Harrell Family Fellowship, 2023–2024
Massachusetts Institute of Technology
History, Anthropology and Science, Technology, and Society (HASTS)
Timothy Y. Loh is an anthropologist of science and technology and a PhD candidate in the History, Anthropology, and Science, Technology, and Society (HASTS) program at the Massachusetts Institute of Technology (MIT) in the United States. Drawing upon theories and methods from medical anthropology, linguistic anthropology, and the social study of science, his dissertation ethnographically examines how deaf Jordanians are engaging with new assistive technologies that have emerged in Amman in the last few decades, including cochlear implants and sign language-centered mobile applications.
Timothy’s research has been supported by fellowships from the Social Science Research Council, the Royal Anthropological Institute, the National Academy of Education/Spencer Foundation, and the MIT Center for International Studies, in addition to the American Center of Research.

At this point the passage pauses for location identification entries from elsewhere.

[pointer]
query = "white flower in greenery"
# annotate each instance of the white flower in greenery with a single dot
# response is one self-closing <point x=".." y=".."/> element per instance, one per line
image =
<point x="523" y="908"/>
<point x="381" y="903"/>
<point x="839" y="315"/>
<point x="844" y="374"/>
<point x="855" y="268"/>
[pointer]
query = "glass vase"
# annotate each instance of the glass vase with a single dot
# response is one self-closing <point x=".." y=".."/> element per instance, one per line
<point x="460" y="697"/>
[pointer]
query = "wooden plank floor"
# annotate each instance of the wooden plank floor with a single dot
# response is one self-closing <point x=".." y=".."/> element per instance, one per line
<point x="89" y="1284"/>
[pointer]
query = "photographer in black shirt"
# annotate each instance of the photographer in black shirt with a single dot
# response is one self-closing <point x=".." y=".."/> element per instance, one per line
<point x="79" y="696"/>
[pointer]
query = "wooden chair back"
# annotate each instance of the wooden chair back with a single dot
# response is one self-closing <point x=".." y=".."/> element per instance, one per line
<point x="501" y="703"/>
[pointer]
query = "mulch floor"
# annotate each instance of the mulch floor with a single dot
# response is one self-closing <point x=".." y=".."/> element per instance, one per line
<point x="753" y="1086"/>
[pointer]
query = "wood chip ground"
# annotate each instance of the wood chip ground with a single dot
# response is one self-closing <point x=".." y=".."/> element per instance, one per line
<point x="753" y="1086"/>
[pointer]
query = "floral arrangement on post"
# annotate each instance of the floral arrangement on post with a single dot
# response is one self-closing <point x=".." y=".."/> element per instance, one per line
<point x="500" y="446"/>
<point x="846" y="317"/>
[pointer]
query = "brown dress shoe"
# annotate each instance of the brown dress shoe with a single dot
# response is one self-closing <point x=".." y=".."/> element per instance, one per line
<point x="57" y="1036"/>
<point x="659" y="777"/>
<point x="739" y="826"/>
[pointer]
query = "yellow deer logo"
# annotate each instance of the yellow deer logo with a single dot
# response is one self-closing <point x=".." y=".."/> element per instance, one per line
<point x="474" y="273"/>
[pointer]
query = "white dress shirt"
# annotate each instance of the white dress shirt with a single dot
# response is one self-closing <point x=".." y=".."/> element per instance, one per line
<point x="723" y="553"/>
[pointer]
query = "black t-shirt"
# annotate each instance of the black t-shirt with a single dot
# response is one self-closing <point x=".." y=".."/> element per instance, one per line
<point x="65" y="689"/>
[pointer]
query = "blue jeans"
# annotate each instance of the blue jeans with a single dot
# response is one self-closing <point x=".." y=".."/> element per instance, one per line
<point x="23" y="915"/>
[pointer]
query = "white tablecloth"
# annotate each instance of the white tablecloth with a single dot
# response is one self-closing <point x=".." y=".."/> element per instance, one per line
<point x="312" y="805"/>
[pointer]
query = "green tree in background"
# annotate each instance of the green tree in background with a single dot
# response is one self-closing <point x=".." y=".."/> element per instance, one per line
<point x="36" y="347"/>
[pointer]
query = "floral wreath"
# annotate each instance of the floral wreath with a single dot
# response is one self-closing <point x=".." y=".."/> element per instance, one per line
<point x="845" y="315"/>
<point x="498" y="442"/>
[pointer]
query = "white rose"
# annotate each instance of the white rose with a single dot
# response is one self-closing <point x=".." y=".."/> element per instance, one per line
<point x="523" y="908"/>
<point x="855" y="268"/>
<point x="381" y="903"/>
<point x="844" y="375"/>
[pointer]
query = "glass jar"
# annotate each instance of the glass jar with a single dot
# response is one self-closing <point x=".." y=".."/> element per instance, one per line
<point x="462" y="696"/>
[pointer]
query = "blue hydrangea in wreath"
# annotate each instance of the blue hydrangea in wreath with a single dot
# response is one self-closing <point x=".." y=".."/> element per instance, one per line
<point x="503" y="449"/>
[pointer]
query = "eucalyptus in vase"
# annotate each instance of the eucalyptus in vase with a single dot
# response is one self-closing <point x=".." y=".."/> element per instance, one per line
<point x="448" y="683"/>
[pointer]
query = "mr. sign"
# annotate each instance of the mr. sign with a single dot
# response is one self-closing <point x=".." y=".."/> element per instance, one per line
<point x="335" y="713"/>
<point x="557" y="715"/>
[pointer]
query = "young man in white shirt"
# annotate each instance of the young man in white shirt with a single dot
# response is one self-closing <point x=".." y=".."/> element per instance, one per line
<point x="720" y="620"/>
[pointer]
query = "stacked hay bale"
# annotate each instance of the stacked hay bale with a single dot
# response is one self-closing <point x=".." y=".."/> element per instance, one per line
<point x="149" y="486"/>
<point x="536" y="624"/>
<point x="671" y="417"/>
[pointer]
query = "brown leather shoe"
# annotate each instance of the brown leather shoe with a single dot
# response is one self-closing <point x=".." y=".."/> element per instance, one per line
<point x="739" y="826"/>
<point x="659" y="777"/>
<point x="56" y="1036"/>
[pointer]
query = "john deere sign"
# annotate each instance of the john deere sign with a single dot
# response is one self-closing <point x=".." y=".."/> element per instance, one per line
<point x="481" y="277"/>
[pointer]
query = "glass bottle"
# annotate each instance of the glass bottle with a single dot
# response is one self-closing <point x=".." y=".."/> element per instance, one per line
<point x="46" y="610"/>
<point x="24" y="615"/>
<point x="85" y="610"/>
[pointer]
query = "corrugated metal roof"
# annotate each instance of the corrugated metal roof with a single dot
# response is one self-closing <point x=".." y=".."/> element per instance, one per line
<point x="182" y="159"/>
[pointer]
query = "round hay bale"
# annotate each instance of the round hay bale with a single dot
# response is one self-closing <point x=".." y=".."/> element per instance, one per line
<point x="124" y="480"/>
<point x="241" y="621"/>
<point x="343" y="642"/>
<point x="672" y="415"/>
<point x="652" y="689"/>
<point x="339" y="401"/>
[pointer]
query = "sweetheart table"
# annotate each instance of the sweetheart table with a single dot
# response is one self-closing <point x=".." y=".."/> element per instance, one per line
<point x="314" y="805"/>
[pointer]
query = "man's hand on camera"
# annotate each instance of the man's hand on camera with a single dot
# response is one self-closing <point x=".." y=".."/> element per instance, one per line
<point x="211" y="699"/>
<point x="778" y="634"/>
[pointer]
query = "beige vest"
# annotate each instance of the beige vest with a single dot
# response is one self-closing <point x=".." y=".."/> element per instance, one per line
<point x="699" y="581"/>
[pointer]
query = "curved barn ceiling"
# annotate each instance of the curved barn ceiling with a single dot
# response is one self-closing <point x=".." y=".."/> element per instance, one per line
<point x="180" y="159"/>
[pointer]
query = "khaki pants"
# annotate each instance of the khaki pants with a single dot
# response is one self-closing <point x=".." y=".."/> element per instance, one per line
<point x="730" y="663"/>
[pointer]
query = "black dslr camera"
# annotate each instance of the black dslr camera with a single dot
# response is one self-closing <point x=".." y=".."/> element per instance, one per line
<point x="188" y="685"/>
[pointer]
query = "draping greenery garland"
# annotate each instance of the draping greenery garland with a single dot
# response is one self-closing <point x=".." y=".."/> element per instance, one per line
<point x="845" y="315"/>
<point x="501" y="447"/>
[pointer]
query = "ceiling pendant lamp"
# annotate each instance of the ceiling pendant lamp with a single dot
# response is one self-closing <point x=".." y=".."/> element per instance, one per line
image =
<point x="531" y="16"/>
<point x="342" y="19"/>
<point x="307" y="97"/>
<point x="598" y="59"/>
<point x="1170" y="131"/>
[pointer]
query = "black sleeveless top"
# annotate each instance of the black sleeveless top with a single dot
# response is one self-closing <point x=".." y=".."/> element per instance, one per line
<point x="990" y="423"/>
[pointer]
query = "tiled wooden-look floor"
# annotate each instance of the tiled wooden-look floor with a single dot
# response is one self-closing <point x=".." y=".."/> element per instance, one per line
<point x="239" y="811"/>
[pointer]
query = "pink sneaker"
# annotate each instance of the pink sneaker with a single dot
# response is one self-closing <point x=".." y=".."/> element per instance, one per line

His work has been published in Medical Anthropology, the Arab Studies Journal, Sapiens, and Somatosphere, among other outlets. He holds a bachelor of science in foreign service (culture and politics) and a master of arts in Arab studies, both from Georgetown University, also in the U.S., as well as a master of science from MIT’s HASTS. Before beginning his doctorate, he worked in humanitarian assistance and secondary education in Jordan and Lebanon.